Spokane Council limits ICE actions on public property, bans private leases for detention facilities
Federal immigration agents are banned from performing enforcement actions on most public property without a judicial warrant anywhere in Spokane city limits, and also can’t lease land for detention facilities after back-to-back votes from the City Council on Monday.
Both actions were approved with a 6-1 vote, with Councilman Michael Cathcart as the sole “no” vote.
Immigration officers already need a warrant to enter a permitted event on most public property in Spokane, as long as organizers request protection and go through the proper steps to receive it, under rules the City Council created last summer.
The city’s new “Immigration Enforcement Free Zones,” introduced by Councilman Paul Dillon, would ban the use of any city-owned or -controlled property – such as parking lots, vacant lots, garages and other buildings – for immigration enforcement operations. This includes using the property for staging, surveillance, processing, interviewing or temporarily detaining people for civil immigration enforcement, among other prohibited activities.

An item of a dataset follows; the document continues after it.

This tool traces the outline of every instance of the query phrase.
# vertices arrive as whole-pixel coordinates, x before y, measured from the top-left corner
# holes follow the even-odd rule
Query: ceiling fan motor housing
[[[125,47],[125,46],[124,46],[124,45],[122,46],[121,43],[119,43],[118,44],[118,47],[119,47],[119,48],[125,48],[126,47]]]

This ban would not prevent agents from serving a valid judicial warrant, and it does not apply to open spaces such as parks, which are regulated by the city’s independent Parks Board.
The law also requires the city to post signs around its properties stating in both English and Spanish that: “This property is owned and controlled by the City of Spokane. It may not be used for civil immigration enforcement, including use as a staging area, processing area, or operations base.”
Private property owners are also now banned from leasing buildings for detention facilities under a law Mayor Lisa Brown proposed in February. The ban will apply to any detention facility regardless of operator, though it is aimed squarely at federal immigration officials.
“Local governments have limited tools, but these are tools to emphasize that we don’t want detention facilities in our neighborhoods and we do want federal agents to have accountability and boundaries on their actions,” Brown said in a Friday interview.
The move comes amid a major expansion of immigration enforcement facilities nationwide, including potential office space in Spokane for up to 70 people. A recent WIRED article examining the growing footprint of federal immigration agencies suggests the office would be used for “legal operations.”
Immigration and Customs Enforcement does not operate a detention facility in Spokane, but ICE does run a headquarters out of the Broadview Dairy building at 411 W. Cataldo Ave., which was the site of a major protest in June following the detention of Cesar Alvarez Perez and Joswar Slater Rodriguez Torres. Rodriguez Torres was released seven months later after a federal judge ruled in January that his detention was illegal; Alvarez Perez chose to self-deport rather than remain in custody.
The federal government is reexamining its lease for its Tacoma detention facility due to a need for additional space, though there is no immediate indication that ICE is eyeing Spokane for a detention facility.
Tukwila, another Washington city where ICE appears to be considering expanding its office space, also approved a similar ban on detention facilities on Feb. 24.
Ahead of the votes, Councilwomen Kitty Klitzke and Kate Telis both compared the federal government’s mass deportation campaign to Nazi Germany rounding up Jews and others .
“I have been wondering how I would have responded during the Holocaust,” Telis said. “My husband’s grandparents both lost everybody in concentration camps, and I think it’s important for all of us to stand up and say what’s right.”
Councilman Michael Cathcart argued the city had the right to deny the federal government access to public property but would not be able to enforce that right.
“If we start gating off all our properties and things like that, yes, we can control access to those properties, but if it’s open broadly to the public, there really is not much that our police force can do to enforce,” he argued.
Cathcart also believed the “Immigration Enforcement Free Zone” functionally already existed in state law and argued that citywide prohibitions of detention facilities could violate the Supremacy Clause of the Constitution.
Klitzke argued that it was good policy for the city to regulate the creation of detention facilities in the city, regardless of their operator.
“Detention facilities have huge impacts on wherever they’re sited; they need a lot of sewer infrastructure, transportation infrastructure, they use a lot of energy, and they’re very controversial for whatever neighborhood they’re plopped in,” Klitzke said.
The detention facility ban will automatically sunset after one year, though Brown anticipates working into the city’s permanent building code during upcoming changes to its Comprehensive Plan.